14th August

1. UK10K Reference Panel

Aim: Investigate how the UK10K data performs as a reference panel for the 1000 Genomes data.

NOTE: The “low” LD region comes from Africans so do not attempt to use the UK10K reference panel to correct this. Instead focus on the medium and high LD regions. This explains why the MAFs do not match up between original data (1000G) and reference data (UK10K) in the low LD region:

Lots of the SNPs are not found in the UK10K data (matched by position).

Medium: 1000G haps = 1006, UK10K (ref) haps = 7562, 1000G nsnps = 706, UK10K (ref) nsnps = 578.
- Loose 128 SNPs
High: 1000G haps = 1006, UK10K (ref) haps = 7562, 1000G nsnps = 718, UK10K (ref) nsnps = 416.
- Loose 302 SNPs

Why are so many SNPs dropped?

Perhaps the SNPs that we loose are not in the UK10K data because they are prevalent in Africans (and thus are in the 1000 Genomes data). If this were the case, we would expect the lost SNPs to have smaller allele frequencies in the 1000 Genomes data that we use.

lost_high <- readRDS("lost_high.RDS")
lost_medium <- readRDS("lost_medium.RDS")

boxplot(colMeans(lost_medium$matched), colMeans(lost_medium$unmatched), names = c("Matched", "Lost"), main = "Medium LD (578 SNPs matched, 128 lost)", ylab = "MAF")
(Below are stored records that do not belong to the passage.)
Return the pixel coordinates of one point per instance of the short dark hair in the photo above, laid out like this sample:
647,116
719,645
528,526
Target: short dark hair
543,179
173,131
boxplot(colMeans(lost_high$matched), colMeans(lost_high$unmatched), names = c("Matched", "Lost"), main = "High LD (416 SNPs matched, 302 lost)", ylab = "MAF")

But at least using a reference panel seems to work!

2. 2 Causal Variants

2 CVs in high LD (\(r^2>0.7\))

2 CVs in low LD (\(r^2<0.01\))

Fine because the SNP with the largest effect tends to be picked out. Struggles more when the 2 CVs both have a large effect, where corrcov over-estimates the coverage. WHY?

3. Distribution of P values in 2 CV plot

## Warning: Removed 58 rows containing non-finite values (stat_boxplot).